Construção do metrô de Salvador, um dos menores do Brasil, se arrasta há 10 carnavais
Por Filipe Costa
do JE em Salvador
Um dia para guardar na memória. Assim foi encarado o 20 de agosto de 2010 em Salvador. Esta foi a data em que o primeiro dos 24 vagões do aguardado metrô da cidade foi colocado nos trilhos. O fato tinha tudo para ser encarado como apenas mais um acontecimento corriqueiro na rotina de um canteiro de obras, mas dadas as circunstâncias é compreensível o caráter histórico que o episódio ganhou.
Tudo começou em abril de 2000, quando o projeto do metrô da terceira maior cidade do Brasil, com 3 milhões de moradores, passou a ser executado. A obra se arrasta há 10 anos, são sete de atraso. Testa a paciência dos soteropolitanos e cria desconfianças até nos contribuintes menos vigilantes.
A colocação do vagão nos trilhos teve direito, é claro, a muito alarde da prefeitura e do governo estadual, que, na ausência de notícias mais, literalmente, concretas sobre a construção, se apegam a detalhes para mostrar serviço.
A administração municipal, que durante as obras já passou pelas mãos de Antônio Imbassahy (hoje PSDB, na época PFL) e João Henrique (PMDB), já anunciou e adiou datas para o início das operações tantas vezes que agora afirma apenas que isto está previsto para o primeiro semestre de 2011, e, ainda assim, sem muita veemência.

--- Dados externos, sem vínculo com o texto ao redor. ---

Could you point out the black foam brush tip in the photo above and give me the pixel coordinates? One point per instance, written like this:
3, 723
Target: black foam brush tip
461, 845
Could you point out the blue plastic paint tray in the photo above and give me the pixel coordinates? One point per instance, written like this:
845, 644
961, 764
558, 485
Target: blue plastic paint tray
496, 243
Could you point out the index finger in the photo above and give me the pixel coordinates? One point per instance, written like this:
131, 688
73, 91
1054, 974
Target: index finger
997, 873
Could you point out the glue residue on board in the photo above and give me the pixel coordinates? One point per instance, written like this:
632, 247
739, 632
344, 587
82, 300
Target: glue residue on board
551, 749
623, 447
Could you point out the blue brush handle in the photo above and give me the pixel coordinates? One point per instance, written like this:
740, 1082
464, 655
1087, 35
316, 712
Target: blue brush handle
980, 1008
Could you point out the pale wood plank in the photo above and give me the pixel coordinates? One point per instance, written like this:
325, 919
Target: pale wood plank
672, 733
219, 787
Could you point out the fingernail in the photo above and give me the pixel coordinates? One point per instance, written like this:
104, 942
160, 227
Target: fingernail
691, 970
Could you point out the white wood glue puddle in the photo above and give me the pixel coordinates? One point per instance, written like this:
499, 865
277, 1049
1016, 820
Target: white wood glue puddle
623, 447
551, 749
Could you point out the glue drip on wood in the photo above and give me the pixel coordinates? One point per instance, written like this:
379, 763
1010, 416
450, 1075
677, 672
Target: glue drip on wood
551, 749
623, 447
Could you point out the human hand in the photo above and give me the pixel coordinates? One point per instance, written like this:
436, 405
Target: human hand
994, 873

Antes, é preciso testar os equipamentos, que ficaram parados em um galpão por quase dois anos. A fornecedora dos trens, a japonesa Mitsui & Co, não se responsabiliza pelos vagões caso não sejam realizadas inspeções para avaliar o estado de conservação deles.
Os baianos pagaram cerca de R$ 2 milhões para que os trens fossem guardados enquanto não havia possibilidade de uso.
As desculpas para tanta demora na conclusão vão desde as oito greves feitas pelos funcionários envolvidos na construção e até a paralisação determinada pela justiça, que encontrou indícios de irregularidades nos contratos firmados entre o poder público e empresas privadas.
Pague dois e leve um
O projeto desta primeira fase previa a construção de uma linha de 12 quilômetros, ligando o bairro de Pirajá, na periferia de Salvador, à Lapa, centro da capital. Isto custaria R$ 500 milhões aos cofres municipal, estadual e federal. No entanto, seguindo o exemplo de tantas outras obras custeadas com o dinheiro público, o valor gasto dobrou, passou a barreira de R$ 1 bilhão.
Já o tamanho da linha foi reduzido à metade, 6 quilômetros (só para facilitar o entendimento do leitor: São Paulo possui quase 70 quilômetros). O fim do trajeto permanece o mesmo, mas o circuito a ser percorrido começa na região conhecida como Acesso Norte, área onde a movimentação de passageiros é considerada pequena.
Seu Antônio de Souza, comerciante, repete uma das frases mais usadas na cidade quando o assunto é o tal metrô calça-curta. “Vai ligar nada a lugar nenhum. Ninguém mora ou trabalha no Acesso Norte, que é uma área de passagem de carros. Quem vai vir pra cá pegar isso?”, questiona. Diante deste quadro, quase ninguém acredita que a Linha 2 (Calçada-Iguatemi e Imbuí-Mussurunga) saia do papel tão cedo.
A despeito da enxurrada de críticas, o Governo do estado e a prefeitura seguem afirmando que o metrô vai ajudar a resolver o problema do trânsito da cidade, que sofre com congestionamentos a qualquer hora e em qualquer lugar, e do sistema de transporte de ônibus, que conta com 2.500 veículos e atende 1,5 milhão de passageiros por dia.
Denúncias
A construção do metrô é alvo de uma CPI criada em abril de 2010 na Assembléia Legislativa da Bahia. Até o momento, apenas membros do Ministério Público Federal que encontraram indícios de fraudes em contratos da obra foram ouvidos. O período eleitoral praticamente paralisou as atividades da comissão.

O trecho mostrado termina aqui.